Johnson’s hearing on Dec. 16 to look into unfounded election fraud complaints largely perpetuated Trump’s baseless claims. And on Jan. 6, just before the U.S. Capitol was stormed, Johnson objected to counting the Electoral College votes from Arizona.

The editor of the conservative website Right Wisconsin published a scathing column hours before the riot, saying that Johnson was on a “reckless path” by questioning the integrity of the election and that he should retire and would lose if he ran again.

After the riot, Johnson did not vote to object. Still, the Milwaukee Journal Sentinel, Wisconsin’s largest newspaper, called for Johnson to resign for “stoking an insurrection.”

Johnson responded with a column in the newspaper calling the editorial “unhinged and uninformed.” The Journal Sentinel took the rare step of annotating his response, providing 19 footnotes with additional context, fact checking and corrections.

The Wisconsin State Journal, the state’s second largest newspaper, has also called for Johnson’s resignation, and the anti-Trump Republicans behind the The Lincoln Project have targeted Johnson for defeat, citing his support for election conspiracy theories and comparing him with disgraced former Wisconsin U.S. Sen. Joe McCarthy.

Johnson remains popular with the GOP grassroots, a key factor as he mulls whether to run again, said GOP strategist Brian Reisinger, who worked on Johnson’s 2016 campaign. He noted that Johnson has been able to overcome naysayers who didn’t give him much of a chance of winning, first against then-incumbent U.S. Sen. Russ Feingold in 2010 and again in a 2016 rematch.

“There’s a lot of people who look at Ron Johnson, and they see the political durability that he’s had over the years despite being a dead man walking twice before,” Reisinger said.

Johnson in 2016 pledged not to seek a third term, but backed off three years later, saying he wanted to see how the 2020 election turned out. He has also said he’s considering running for governor in 2022.

Johnson, 65, has said in recent weeks that he has not yet made a decision.

“My bias has always been (to serve) two terms and go home,” Johnson told the Milwaukee Journal Sentinel last month before Democrats won a pair of Georgia runoff elections to take majority control of the Senate. “That continues to be my preference, but at the same time, the Senate is kind of a firewall against total control by Democrats, which would be, I think, a very bad thing for this country.”

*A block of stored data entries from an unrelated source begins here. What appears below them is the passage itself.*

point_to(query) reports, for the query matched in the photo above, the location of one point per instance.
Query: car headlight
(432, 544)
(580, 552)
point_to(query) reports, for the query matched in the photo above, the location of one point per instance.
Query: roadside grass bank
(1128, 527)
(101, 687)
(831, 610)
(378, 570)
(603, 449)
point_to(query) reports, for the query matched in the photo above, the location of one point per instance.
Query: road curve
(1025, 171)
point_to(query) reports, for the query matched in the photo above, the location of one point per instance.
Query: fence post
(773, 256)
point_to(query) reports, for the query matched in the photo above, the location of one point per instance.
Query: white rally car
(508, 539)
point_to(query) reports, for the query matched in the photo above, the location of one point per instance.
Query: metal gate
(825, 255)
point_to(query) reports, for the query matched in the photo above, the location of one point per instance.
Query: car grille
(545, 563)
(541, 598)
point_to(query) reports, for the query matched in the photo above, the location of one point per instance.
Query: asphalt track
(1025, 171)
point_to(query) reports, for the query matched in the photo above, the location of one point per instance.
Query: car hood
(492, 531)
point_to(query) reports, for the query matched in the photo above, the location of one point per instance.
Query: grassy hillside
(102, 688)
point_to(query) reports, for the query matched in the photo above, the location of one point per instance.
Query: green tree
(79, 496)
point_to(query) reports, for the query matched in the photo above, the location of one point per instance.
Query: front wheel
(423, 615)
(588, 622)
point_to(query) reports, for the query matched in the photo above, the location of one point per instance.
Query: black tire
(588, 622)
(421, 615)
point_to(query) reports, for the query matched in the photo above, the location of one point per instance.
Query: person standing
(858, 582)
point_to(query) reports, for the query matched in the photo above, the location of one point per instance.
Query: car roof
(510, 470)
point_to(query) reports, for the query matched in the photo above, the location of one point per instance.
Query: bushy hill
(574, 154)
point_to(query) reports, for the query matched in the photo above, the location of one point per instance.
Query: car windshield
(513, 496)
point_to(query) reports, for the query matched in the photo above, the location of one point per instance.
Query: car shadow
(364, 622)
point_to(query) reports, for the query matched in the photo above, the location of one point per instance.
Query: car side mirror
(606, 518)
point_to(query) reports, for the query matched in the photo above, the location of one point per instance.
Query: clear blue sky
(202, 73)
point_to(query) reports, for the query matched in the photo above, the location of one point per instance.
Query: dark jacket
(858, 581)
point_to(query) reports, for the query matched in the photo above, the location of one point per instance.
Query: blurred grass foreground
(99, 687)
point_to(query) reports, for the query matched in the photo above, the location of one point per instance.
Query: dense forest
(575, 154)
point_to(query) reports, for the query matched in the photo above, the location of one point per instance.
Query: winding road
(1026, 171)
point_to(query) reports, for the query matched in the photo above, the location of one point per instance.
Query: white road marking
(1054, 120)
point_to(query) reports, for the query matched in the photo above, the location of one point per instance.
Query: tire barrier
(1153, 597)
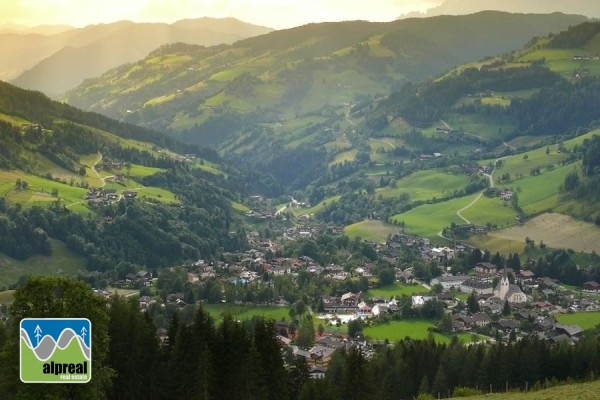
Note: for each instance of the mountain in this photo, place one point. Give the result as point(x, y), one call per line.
point(60, 62)
point(109, 191)
point(41, 29)
point(589, 8)
point(289, 79)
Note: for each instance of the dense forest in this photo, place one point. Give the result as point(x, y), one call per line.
point(134, 232)
point(229, 359)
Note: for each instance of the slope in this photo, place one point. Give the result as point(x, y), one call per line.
point(83, 53)
point(285, 75)
point(97, 194)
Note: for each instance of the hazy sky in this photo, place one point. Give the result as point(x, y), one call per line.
point(273, 13)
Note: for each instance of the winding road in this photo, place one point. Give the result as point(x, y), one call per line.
point(103, 180)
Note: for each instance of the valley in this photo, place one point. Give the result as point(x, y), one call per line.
point(344, 209)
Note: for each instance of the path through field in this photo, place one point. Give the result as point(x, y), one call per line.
point(95, 171)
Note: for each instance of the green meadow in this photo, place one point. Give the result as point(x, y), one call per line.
point(490, 210)
point(571, 391)
point(396, 290)
point(316, 208)
point(39, 191)
point(242, 312)
point(426, 185)
point(410, 328)
point(7, 296)
point(375, 230)
point(585, 320)
point(61, 262)
point(429, 219)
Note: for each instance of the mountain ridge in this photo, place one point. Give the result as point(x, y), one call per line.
point(300, 70)
point(97, 48)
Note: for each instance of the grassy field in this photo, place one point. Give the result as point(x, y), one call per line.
point(413, 328)
point(585, 320)
point(490, 210)
point(241, 312)
point(62, 262)
point(425, 185)
point(427, 220)
point(575, 391)
point(316, 208)
point(7, 296)
point(555, 230)
point(395, 290)
point(139, 171)
point(39, 190)
point(375, 230)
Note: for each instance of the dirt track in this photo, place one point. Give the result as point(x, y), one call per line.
point(556, 231)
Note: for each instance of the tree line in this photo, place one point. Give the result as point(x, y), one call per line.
point(228, 359)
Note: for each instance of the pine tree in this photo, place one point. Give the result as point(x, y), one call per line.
point(270, 355)
point(472, 303)
point(357, 382)
point(506, 308)
point(440, 382)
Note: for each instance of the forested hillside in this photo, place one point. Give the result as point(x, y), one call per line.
point(230, 359)
point(60, 166)
point(294, 73)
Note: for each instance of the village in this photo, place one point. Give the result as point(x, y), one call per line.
point(509, 304)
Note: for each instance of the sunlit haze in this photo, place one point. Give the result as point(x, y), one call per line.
point(276, 14)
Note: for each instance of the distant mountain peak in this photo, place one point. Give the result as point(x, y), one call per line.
point(588, 8)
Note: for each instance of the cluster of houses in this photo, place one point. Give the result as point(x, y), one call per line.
point(101, 196)
point(503, 194)
point(531, 298)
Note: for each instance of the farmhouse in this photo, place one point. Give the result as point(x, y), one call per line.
point(509, 291)
point(449, 281)
point(478, 285)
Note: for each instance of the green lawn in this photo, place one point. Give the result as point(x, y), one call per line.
point(241, 312)
point(7, 296)
point(426, 185)
point(316, 208)
point(62, 262)
point(572, 391)
point(586, 320)
point(412, 328)
point(490, 210)
point(39, 191)
point(396, 290)
point(375, 230)
point(140, 171)
point(427, 220)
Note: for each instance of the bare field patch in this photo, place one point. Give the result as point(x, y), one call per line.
point(556, 231)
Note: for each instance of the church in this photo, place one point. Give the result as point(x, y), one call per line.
point(509, 291)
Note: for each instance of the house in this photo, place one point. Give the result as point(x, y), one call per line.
point(350, 299)
point(317, 372)
point(481, 319)
point(509, 291)
point(477, 285)
point(419, 301)
point(486, 268)
point(129, 194)
point(591, 286)
point(449, 281)
point(505, 325)
point(364, 310)
point(569, 330)
point(380, 308)
point(162, 334)
point(544, 323)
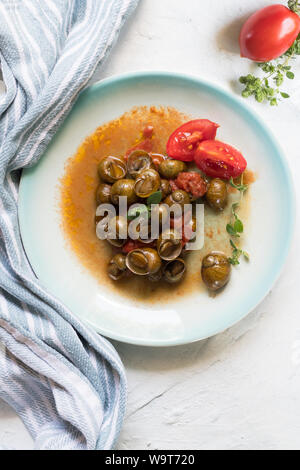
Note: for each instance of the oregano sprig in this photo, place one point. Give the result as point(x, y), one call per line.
point(235, 227)
point(236, 254)
point(267, 88)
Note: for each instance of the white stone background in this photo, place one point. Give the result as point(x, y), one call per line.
point(240, 389)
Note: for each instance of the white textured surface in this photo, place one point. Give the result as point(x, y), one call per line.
point(241, 389)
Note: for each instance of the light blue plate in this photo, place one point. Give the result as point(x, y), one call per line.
point(188, 319)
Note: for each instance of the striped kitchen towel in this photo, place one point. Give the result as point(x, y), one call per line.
point(65, 382)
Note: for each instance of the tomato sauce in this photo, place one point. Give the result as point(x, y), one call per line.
point(78, 204)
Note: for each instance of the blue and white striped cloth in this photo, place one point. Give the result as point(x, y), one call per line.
point(66, 383)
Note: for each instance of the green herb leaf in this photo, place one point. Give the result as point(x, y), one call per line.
point(231, 230)
point(238, 226)
point(240, 187)
point(290, 75)
point(134, 212)
point(278, 69)
point(154, 198)
point(236, 254)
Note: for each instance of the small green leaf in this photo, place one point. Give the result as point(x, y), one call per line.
point(154, 198)
point(134, 212)
point(238, 226)
point(290, 75)
point(239, 187)
point(233, 245)
point(230, 229)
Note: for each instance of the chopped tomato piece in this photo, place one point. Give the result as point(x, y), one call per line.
point(157, 158)
point(148, 132)
point(219, 160)
point(145, 145)
point(183, 142)
point(191, 182)
point(173, 185)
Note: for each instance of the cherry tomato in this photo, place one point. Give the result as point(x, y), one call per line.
point(268, 33)
point(183, 142)
point(219, 160)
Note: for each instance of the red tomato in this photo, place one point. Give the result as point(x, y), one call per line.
point(183, 142)
point(268, 33)
point(219, 160)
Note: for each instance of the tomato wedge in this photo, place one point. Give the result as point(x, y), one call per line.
point(184, 141)
point(219, 160)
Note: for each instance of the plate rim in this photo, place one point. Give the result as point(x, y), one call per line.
point(237, 101)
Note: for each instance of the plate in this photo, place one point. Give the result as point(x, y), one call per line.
point(193, 317)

Johnson and his spokesperson Ben Voelkel declined to comment on his plans.

Republicans already have three Senate vacancies to defend. Richard Burr of North Carolina, Pat Toomey of Pennsylvania and Rob Portman of Ohio have said they will not run again in 2022. GOP Sen. Chuck Grassley of Iowa, who turns 89 in 2022, is also on the ballot, and two-term Missouri Republican Roy Blunt has not said whether he’ll seek a third.

If Johnson retires, it likely would be a free-for-all on both sides.

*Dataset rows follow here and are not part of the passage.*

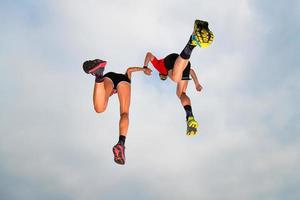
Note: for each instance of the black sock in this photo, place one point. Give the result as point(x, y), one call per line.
point(99, 78)
point(188, 111)
point(122, 139)
point(187, 51)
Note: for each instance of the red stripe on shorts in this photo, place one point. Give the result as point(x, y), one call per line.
point(160, 66)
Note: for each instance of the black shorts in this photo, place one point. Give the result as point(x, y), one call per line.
point(117, 78)
point(169, 64)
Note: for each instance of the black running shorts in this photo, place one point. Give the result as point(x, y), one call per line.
point(170, 61)
point(117, 78)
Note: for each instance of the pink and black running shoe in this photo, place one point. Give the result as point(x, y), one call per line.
point(95, 67)
point(119, 154)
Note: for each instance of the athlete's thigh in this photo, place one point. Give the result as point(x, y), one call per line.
point(182, 86)
point(124, 90)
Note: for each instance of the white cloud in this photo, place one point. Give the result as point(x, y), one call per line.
point(51, 139)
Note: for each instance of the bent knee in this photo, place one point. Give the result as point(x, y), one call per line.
point(124, 115)
point(99, 109)
point(181, 94)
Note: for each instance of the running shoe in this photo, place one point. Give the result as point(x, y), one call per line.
point(95, 67)
point(119, 154)
point(192, 126)
point(202, 36)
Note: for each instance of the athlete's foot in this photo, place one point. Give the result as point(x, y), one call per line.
point(119, 154)
point(201, 36)
point(192, 126)
point(95, 67)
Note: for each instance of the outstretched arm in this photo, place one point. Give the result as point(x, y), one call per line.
point(149, 57)
point(195, 79)
point(136, 69)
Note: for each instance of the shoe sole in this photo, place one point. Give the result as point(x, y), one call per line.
point(118, 156)
point(101, 65)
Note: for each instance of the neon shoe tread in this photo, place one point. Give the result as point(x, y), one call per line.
point(202, 36)
point(192, 126)
point(119, 154)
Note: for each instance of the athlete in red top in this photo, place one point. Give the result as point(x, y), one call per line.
point(178, 68)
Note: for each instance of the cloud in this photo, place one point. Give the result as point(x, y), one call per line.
point(53, 145)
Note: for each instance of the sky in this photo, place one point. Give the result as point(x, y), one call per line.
point(54, 146)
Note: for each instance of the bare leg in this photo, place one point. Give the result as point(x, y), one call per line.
point(102, 92)
point(181, 93)
point(124, 91)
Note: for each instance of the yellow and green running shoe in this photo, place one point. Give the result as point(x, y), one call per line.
point(202, 36)
point(192, 126)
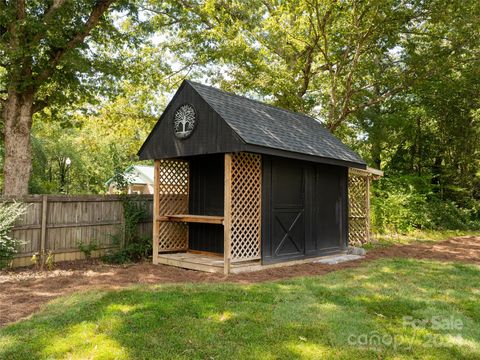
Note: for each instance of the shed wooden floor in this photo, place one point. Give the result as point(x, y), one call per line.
point(203, 262)
point(215, 264)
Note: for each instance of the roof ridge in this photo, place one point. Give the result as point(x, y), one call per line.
point(257, 101)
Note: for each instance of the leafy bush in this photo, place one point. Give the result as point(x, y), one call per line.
point(9, 213)
point(133, 247)
point(87, 249)
point(404, 203)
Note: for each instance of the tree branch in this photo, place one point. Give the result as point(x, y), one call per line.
point(47, 18)
point(93, 19)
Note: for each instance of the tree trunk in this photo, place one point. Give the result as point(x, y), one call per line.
point(17, 117)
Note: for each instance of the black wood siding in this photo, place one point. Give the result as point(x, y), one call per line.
point(206, 198)
point(305, 209)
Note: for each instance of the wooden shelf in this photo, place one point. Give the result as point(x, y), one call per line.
point(204, 219)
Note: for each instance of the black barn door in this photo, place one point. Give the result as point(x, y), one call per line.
point(285, 233)
point(304, 209)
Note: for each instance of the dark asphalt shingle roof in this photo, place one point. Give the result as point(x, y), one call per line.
point(265, 125)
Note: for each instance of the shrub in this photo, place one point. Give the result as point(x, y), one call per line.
point(87, 249)
point(9, 213)
point(135, 247)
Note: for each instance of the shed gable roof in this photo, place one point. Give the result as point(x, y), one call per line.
point(272, 127)
point(232, 123)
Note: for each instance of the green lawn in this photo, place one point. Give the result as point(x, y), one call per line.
point(423, 236)
point(339, 315)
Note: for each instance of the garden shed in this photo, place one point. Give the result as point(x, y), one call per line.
point(240, 185)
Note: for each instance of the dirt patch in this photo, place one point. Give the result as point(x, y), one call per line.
point(24, 291)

A number of Republicans are eyeing a run for either Senate or governor, depending on what Johnson does. Potential Republican Senate candidates include U.S. Rep. Mike Gallagher, former U.S. Rep. Sean Duffy and Kevin Nicholson, who lost a 2018 Republican Senate primary.

The list of Democratic hopefuls includes Lt. Gov. Mandela Barnes, the state’s first Black lieutenant governor, state Treasurer Sarah Godlewski and state Sen. Chris Larson of Milwaukee.

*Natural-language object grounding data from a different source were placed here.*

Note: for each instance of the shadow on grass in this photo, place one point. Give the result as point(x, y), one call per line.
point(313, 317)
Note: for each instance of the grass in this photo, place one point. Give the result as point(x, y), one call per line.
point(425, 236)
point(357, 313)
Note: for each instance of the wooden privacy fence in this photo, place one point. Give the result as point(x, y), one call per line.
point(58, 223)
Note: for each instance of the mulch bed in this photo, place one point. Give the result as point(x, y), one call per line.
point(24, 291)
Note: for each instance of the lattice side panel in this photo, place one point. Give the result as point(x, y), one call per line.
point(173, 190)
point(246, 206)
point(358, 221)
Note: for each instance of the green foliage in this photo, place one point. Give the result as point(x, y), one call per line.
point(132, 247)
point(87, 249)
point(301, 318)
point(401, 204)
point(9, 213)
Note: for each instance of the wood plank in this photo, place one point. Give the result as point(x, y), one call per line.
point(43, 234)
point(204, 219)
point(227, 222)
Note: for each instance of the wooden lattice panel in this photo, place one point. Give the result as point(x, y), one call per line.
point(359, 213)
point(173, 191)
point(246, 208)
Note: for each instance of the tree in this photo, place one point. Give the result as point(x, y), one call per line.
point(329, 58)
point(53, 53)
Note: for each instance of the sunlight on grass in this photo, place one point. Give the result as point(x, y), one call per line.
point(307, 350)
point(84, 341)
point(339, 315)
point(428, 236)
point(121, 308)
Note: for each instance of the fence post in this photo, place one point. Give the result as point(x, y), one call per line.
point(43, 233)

Alex Lasry, the senior vice president to the Milwaukee Bucks who helped spearhead the successful effort to get the 2020 Democratic National Convention in Milwaukee before the coronavirus sent the event nearly entirely online, is also considering a run. Lasry is the son of billionaire hedge fund manager and Democratic bundler Marc Lasry and could potentially self-finance his run.

Another potential candidate is Steven Olikara, founder and chief executive of the nonprofit Millennial Action Project. Outagamie County Executive Tom Nelson has already declared his candidacy.